No matter how resilient and strong you may be, you can experience stress when faced with a challenge that exceeds your past experience and current capacity to cope. The challenge is to break through when possible and retreat when necessary.

A Closer Look at the 5 Alternatives at the Threshold of Tolerance:

Life had never been better. Yesterday, Katherine had been bombarded with unexpected good news. She had finally been accepted into a master's program at the Rhode Island School of Design, and the love of her life had declared in Central Park that he wanted to marry her.

But this morning, she didn't feel like moving. Her body ached, she felt an unusual tightness in her chest, and her eyelids felt as if someone was sitting on them. There is nothing physically wrong with Katherine. She is simply stressed.

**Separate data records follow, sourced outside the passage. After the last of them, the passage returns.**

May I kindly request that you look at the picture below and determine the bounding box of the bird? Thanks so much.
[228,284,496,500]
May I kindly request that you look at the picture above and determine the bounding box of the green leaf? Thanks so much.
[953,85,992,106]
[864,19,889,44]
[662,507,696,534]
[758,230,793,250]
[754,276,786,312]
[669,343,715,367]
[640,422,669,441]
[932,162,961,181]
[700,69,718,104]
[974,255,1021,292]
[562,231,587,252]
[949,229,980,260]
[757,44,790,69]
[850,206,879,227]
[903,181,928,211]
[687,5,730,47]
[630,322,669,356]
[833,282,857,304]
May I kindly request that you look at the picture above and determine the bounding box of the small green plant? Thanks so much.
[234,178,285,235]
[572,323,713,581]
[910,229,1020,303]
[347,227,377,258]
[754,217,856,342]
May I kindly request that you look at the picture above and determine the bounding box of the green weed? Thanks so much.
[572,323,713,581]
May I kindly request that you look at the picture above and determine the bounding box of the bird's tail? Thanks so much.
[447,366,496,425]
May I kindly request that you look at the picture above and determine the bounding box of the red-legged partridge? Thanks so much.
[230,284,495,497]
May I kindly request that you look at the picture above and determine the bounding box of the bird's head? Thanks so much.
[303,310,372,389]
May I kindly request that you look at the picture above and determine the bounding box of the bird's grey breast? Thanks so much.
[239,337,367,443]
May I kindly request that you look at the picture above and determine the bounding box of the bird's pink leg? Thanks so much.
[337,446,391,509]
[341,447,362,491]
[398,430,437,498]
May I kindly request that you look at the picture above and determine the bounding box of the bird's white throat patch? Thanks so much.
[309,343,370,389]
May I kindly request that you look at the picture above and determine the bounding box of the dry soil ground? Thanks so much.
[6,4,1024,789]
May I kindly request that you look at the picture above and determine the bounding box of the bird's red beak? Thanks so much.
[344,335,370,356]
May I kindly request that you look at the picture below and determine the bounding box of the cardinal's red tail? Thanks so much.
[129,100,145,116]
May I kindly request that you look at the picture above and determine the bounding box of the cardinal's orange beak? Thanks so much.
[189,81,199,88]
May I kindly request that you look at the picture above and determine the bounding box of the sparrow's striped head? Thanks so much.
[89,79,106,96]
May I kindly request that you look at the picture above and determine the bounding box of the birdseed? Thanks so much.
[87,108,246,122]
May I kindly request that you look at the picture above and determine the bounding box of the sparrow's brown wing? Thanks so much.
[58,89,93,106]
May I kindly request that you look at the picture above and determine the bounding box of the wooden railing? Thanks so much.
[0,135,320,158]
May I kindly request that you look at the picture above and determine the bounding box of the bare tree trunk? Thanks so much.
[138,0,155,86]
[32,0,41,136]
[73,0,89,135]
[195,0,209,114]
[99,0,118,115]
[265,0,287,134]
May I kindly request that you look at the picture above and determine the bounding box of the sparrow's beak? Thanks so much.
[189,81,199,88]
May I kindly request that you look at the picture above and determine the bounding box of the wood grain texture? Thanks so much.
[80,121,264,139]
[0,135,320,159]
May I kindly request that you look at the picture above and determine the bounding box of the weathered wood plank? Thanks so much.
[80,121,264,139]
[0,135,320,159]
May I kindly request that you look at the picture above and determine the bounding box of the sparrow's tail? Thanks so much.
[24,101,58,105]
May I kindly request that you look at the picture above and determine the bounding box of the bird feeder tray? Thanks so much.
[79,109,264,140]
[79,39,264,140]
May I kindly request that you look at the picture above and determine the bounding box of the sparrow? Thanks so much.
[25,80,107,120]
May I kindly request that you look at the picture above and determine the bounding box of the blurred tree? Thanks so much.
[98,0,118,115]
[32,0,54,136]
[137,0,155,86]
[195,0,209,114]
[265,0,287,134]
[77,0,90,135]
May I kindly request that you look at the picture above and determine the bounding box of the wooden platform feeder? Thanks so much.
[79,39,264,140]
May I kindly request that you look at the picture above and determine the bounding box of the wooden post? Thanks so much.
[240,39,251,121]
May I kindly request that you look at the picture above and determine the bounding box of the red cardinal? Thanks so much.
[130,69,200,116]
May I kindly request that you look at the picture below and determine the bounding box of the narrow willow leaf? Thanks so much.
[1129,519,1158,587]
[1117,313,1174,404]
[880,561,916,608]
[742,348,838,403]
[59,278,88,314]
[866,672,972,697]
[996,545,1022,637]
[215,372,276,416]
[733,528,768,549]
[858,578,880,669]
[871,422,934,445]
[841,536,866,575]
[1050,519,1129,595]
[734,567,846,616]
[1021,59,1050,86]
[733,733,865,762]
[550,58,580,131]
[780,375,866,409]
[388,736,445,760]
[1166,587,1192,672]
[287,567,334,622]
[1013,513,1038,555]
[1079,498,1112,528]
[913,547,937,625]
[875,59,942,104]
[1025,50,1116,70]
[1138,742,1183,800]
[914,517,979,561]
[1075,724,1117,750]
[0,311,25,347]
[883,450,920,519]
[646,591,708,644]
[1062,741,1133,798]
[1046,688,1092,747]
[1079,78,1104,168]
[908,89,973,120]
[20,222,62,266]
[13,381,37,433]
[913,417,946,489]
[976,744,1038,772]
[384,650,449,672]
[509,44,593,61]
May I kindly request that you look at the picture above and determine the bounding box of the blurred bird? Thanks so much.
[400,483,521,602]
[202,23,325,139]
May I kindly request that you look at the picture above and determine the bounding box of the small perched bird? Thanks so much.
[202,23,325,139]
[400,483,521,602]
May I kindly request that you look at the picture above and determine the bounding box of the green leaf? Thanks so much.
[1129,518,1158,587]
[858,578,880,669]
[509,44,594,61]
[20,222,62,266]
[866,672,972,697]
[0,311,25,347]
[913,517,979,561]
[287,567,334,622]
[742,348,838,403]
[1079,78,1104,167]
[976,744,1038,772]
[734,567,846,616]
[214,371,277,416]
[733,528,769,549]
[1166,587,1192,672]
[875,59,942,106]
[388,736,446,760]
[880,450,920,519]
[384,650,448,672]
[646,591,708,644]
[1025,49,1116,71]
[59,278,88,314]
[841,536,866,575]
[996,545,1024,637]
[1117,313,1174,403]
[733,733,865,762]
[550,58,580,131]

When individuals like Katherine are faced with new or difficult challenges, the mind faces 5 basic alternatives:

Katherine might experience escalating stress symptoms such as anxiety, anger, physical symptoms (such as chest pains and inability to sleep), depression and psychosis as challenges she faces go unresolved.

Katherine might break through the barriers of defense, overcoming the challenges she faces and achieving a higher level of adjustment. Free of distressful symptoms she could successfully resist retreat, alcohol, drugs or suicide/homicide.

Katherine can withdraw or retreat from the immediate source of stress by cooling things off with her fiancé or asking for a deferral from her master's program. She will face the consequences of such retreat and may face the same challenge later.

Katherine might opt for a stopgap measure or symptomatic relief (such as alcohol or drugs) to calm her nerves or temporarily escape reality.

If Katherine becomes convinced that she can neither retreat nor break through, and she cannot stand the mounting stress anymore, she might choose suicide or homicide in desperation to escape painful symptoms of distress. Given Katherine's example, the decision to take her life may seem absurd. However, stress is not triggered purely by objective external events. It is Katherine's internal subjective response that counts.